15th Prime Minister of Jordan
- In office 28 October 1970 – 28 November 1971
- Monarch: Hussein
- Preceded by: Ahmad Toukan
- Succeeded by: Ahmad Lozi
- In office 14 February 1965 – 4 March 1967
- Monarch: Hussein
- Preceded by: Bahjat Talhouni
- Succeeded by: Hussein ibn Nasser
- In office 28 January 1962 – 27 March 1963
- Monarch: Hussein
- Preceded by: Bahjat Talhouni
- Succeeded by: Samir Al-Rifai

Personal details
- Born: 1920 Arapgir, Ottoman Empire
- Died: November 28, 1971 (aged 50–51) Cairo, Egypt
- Spouse: Saida Al Jabari
- Alma mater: American University of Beirut
- Occupation: Military officer, diplomat

Military service
- Allegiance: British Empire Mandatory Palestine; ; Syrian Republic; Jordan;
- Branch/service: British Army Arab Liberation Army Syrian Army Royal Jordanian Army
- Years of service: 1940s–1971
- Rank: Captain (ALA) Major (Syria)
- Battles/wars: Second World War; 1948 Arab-Israeli War; Black September;

= Wasfi Tal =

Prime Minister of Jordan in 1962–63, 1965–67 and 1970–71

Wasfi Tal (وصفي التل; also known as Wasfi Tell; 1920 – 28 November 1971) was a Jordanian politician, statesman and military officer. He served as the 15th Prime Minister of Jordan for three separate terms, 1962–63, 1965–67 and 1970 until his assassination in 1971.

Tal was born in Arapgir, Ottoman Empire to prominent Jordanian poet Mustafa Wahbi Tal and a Kurdish mother. He received his elementary education in Jordan, later continuing his education at the American University of Beirut in Lebanon. He then joined the British Army in Mandatory Palestine after being trained in a British-run military academy, and joined the irregular Arab Liberation Army to fight against Israel during the 1948 Arab–Israeli War.
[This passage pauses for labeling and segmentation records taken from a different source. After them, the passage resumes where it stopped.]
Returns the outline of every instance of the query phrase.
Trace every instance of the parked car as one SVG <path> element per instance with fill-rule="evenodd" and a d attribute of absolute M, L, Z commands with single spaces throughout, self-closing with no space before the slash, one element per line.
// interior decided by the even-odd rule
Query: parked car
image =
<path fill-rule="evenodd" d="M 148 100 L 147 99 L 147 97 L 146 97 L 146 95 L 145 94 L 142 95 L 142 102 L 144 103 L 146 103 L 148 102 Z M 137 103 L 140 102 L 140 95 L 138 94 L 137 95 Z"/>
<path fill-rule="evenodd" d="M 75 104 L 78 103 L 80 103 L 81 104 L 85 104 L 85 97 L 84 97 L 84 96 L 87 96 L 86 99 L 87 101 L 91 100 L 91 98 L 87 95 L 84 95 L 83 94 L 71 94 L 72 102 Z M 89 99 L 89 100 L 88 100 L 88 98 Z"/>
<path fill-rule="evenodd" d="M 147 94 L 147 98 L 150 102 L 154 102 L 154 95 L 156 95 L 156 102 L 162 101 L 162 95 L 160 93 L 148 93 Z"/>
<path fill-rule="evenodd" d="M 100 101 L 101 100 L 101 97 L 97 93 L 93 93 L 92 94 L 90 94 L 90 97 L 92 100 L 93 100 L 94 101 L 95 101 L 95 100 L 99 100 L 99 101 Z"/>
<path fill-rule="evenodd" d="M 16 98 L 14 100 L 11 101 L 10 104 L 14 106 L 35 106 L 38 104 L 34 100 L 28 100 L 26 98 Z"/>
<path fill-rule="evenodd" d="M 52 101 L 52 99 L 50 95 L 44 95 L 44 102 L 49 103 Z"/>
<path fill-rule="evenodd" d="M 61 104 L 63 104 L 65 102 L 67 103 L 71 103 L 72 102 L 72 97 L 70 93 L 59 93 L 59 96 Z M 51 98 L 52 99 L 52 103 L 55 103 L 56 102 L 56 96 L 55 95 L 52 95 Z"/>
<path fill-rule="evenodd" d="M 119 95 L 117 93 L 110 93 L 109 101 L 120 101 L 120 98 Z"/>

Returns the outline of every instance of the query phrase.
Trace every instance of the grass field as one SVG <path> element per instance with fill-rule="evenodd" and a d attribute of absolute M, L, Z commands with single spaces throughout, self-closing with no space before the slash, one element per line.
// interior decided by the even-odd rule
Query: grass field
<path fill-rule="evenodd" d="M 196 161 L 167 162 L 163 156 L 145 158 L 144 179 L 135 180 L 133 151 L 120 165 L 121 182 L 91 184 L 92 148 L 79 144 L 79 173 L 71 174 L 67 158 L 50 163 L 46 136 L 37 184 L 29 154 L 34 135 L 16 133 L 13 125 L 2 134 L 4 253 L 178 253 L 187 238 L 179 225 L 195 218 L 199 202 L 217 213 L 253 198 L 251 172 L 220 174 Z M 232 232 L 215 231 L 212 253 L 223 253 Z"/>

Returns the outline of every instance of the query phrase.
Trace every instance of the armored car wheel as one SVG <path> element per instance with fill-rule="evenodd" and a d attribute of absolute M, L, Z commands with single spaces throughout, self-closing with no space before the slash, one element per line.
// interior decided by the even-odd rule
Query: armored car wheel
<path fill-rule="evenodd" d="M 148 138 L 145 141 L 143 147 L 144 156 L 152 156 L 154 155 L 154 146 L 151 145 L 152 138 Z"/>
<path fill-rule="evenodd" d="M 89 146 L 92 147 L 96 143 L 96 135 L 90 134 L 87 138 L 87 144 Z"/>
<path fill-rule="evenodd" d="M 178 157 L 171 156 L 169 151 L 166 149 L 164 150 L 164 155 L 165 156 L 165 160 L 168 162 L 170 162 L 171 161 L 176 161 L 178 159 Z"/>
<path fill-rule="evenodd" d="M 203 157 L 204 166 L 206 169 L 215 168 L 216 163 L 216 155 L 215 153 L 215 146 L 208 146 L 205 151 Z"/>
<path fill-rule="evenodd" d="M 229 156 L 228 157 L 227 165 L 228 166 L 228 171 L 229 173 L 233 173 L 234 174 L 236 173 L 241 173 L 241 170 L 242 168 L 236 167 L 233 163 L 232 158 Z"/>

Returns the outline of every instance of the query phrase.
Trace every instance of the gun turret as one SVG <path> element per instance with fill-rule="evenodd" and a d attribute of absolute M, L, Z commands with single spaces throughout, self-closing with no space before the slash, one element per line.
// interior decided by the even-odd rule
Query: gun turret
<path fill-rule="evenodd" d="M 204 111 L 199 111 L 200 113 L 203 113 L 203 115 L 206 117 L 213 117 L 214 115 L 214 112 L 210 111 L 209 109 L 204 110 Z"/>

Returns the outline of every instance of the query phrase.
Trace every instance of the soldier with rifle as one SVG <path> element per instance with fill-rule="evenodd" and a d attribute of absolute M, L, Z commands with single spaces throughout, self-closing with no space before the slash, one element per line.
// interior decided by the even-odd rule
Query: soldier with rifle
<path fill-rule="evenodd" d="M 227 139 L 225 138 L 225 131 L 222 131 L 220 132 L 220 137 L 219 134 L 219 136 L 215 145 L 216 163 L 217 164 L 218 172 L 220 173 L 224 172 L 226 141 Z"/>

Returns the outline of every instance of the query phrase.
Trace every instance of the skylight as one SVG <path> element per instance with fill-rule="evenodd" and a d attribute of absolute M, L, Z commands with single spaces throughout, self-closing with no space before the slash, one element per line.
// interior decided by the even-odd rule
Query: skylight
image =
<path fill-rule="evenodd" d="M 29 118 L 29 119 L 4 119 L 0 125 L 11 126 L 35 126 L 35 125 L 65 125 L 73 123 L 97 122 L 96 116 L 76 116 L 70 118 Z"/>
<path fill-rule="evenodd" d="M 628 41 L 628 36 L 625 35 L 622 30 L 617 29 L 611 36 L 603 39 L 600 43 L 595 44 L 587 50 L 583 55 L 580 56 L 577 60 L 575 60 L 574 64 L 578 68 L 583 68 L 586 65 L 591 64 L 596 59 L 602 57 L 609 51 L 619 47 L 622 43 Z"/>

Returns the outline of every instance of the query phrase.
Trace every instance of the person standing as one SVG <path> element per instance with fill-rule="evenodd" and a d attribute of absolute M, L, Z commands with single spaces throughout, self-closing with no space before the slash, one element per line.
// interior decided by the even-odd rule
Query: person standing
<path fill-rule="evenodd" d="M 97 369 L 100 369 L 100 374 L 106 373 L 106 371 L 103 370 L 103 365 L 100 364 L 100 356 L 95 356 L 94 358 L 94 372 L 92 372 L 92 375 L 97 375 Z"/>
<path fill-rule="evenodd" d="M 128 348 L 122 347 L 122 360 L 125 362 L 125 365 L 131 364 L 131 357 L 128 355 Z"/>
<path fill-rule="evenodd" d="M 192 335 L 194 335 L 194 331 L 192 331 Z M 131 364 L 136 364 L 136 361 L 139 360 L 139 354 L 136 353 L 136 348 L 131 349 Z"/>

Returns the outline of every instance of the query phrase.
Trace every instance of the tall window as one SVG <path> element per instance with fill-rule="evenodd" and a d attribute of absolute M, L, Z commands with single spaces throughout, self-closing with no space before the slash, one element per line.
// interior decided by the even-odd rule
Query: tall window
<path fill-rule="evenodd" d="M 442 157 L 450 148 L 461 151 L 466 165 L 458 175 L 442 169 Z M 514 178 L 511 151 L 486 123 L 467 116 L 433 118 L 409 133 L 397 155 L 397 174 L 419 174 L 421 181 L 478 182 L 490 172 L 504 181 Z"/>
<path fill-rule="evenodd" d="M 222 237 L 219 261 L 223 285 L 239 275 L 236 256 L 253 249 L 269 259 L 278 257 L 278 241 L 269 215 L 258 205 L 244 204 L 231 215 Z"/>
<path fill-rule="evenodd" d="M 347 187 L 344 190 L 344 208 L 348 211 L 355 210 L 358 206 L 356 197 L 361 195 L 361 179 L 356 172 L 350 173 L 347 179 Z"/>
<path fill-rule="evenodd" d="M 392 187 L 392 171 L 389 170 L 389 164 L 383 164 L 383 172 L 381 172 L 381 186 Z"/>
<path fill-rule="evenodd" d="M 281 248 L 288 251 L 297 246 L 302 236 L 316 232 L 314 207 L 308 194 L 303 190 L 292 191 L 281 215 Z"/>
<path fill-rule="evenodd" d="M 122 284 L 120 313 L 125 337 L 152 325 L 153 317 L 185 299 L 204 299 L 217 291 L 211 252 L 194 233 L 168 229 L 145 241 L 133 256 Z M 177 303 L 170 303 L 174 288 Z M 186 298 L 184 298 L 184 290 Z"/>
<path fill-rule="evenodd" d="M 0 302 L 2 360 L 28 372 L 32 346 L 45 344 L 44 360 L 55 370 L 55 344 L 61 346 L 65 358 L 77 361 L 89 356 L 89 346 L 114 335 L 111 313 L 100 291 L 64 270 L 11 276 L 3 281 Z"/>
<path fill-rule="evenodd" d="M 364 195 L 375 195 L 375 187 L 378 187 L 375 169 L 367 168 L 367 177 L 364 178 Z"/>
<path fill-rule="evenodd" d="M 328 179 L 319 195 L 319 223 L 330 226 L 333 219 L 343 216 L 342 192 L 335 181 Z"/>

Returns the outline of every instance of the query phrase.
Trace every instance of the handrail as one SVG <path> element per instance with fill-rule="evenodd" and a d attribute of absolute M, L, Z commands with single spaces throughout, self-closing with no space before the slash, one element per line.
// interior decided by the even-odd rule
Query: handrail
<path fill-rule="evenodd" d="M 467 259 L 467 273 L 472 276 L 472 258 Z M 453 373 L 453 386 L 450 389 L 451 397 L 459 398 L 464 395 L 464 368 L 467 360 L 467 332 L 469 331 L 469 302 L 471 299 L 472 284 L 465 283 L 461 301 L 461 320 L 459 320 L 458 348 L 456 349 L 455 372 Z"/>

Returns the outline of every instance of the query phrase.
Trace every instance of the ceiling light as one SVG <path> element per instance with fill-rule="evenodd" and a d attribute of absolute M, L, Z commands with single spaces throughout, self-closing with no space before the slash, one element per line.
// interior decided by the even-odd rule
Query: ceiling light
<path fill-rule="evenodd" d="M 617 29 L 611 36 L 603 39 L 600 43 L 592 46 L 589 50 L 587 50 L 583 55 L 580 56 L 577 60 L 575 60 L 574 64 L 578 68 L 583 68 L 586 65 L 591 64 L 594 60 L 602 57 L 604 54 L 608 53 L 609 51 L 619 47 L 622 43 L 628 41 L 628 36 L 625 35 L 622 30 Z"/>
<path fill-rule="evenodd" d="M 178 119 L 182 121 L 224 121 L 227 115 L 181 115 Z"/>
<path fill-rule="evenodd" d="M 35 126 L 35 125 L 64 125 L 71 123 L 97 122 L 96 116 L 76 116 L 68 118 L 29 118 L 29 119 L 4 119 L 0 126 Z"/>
As an Arab nationalist, Tal was known for his belief in collective Arab action and supported the Palestinian struggle.

Following the war, he served various positions in the Jordanian government, rising to higher positions after his abilities captured King Hussein's attention. His first tenure as prime minister in 1962 was short-lived, he resigned in 1963 over widespread criticism of his perceived pro-Western views. He was appointed prime minister again in 1965, which saw an improved climate of economic activity, but resigned just before the onset of the Six Day War in 1967. He was appointed again as prime minister in 1970 during Black September, the conflict which saw Palestine Liberation Organization fighters (fedayeen) expelled from Jordan. Earning the ire of PLO leaders for his role in the conflict, he was assassinated by the Black September Organization outside a Cairo hotel hosting an Arab League conference.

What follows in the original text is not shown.